“A charming-looking wreck, I’ll say.” He stooped to kiss her.
The rose-coloured glasses were still attached to Steve’s naturally keen eyes. Like many persons he knew a multitude of facts but was quite ignorant concerning vital issues. He had spent his honeymoon in rapt and unreal fashion. He had realized his boyhood dream of returning to Nevada a rich and respected man with a fairy-princess sort of wife. The deadly anaesthesia of unreality which these get-rich-quick candidates of to-day indulge in at the outset of their struggle still had Steve in its clutch. He had not even stirred from out its influence. He had accomplished what he had set out to accomplish––and he was now about to realize that there is a distinct melancholy in the fact that everyone needs an Aladdin’s window to finish. But under the influence of the anæsthesia he had proposed to have an everlasting good time the rest of his life, like the closing words of a fairy tale: “And then the beautiful young princess and the brave young prince, having slain the seven-headed monster, lived happily ever, ever after!”
With this viewpoint, emphasized by the natural conceit of youth, Steve had passed his holiday with the Gorgeous Girl.
“What did you want, darling?” he urged.
“To talk to you––I want you to listen to my plan. You are to come with me to New York for the fall opera and all the theatres––oh, along in November. It’s terribly dull here. Jill Briggs and her husband and some of the others are going, and we can take rooms at the Astor and all be together and have a wonderful time!”

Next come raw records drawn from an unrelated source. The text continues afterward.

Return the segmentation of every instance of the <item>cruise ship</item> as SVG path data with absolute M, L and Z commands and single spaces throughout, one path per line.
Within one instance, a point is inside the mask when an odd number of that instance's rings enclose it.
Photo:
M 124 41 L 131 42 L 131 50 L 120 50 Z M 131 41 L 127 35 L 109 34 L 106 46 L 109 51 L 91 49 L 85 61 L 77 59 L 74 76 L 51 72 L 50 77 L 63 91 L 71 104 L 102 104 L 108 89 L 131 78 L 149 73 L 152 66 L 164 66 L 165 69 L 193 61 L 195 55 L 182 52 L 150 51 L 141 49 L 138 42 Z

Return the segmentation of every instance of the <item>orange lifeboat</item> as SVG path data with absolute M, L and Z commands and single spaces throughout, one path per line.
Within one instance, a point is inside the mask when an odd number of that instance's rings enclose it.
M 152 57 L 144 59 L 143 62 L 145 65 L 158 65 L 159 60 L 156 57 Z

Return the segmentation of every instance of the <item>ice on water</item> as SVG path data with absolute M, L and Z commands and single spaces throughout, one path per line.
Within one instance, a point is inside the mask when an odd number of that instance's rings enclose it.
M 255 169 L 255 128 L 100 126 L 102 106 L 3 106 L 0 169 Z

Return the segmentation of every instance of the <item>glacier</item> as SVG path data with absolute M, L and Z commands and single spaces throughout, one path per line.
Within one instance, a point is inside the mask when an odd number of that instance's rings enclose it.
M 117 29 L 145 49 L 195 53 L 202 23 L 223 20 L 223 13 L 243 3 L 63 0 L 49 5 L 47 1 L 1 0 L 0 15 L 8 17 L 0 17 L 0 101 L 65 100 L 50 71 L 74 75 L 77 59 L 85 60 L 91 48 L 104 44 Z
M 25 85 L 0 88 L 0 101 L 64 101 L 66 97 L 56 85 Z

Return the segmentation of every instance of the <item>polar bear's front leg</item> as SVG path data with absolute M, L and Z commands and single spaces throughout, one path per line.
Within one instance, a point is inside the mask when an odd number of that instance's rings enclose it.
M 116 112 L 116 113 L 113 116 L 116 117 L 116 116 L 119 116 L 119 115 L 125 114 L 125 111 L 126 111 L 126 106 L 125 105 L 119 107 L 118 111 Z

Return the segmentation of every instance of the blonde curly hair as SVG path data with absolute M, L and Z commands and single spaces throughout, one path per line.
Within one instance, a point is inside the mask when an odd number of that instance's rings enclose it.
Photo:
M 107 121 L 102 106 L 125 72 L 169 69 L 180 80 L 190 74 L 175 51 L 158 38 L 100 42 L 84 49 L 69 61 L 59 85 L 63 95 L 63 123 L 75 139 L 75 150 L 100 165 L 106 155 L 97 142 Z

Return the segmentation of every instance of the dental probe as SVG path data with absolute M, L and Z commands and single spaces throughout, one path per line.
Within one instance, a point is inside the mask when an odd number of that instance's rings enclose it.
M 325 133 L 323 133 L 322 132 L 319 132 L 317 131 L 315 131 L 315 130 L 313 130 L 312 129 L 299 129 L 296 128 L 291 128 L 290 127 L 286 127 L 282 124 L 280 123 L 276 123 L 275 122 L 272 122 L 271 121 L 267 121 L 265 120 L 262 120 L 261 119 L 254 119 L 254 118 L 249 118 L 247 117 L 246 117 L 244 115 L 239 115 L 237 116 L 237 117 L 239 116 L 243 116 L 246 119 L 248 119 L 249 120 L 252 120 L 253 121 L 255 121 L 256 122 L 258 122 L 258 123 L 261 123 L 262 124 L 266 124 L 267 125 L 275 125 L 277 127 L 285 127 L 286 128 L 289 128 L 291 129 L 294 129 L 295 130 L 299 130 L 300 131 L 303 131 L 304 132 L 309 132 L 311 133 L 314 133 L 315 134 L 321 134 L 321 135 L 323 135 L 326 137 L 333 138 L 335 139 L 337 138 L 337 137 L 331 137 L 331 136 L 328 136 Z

“I’d rather stay in our own home,” he pleaded. “It’s such fun to have a real home. We can entertain, you know. Besides, I’m the worker and you are the player, and I don’t understand your sort of life any more than you can understand mine. So you must play and let me look on––and love me, that’s all I’ll ever ask.”
“You’re a dear,” was his reward; “but we’ll go to New York?”
“I’ll have to take you down and leave you––I’m needed at the office.”
“But I’d be the odd one––I’d have to have a partner. Steve, dear, you don’t have to grub. When we were engaged you always had time for me.”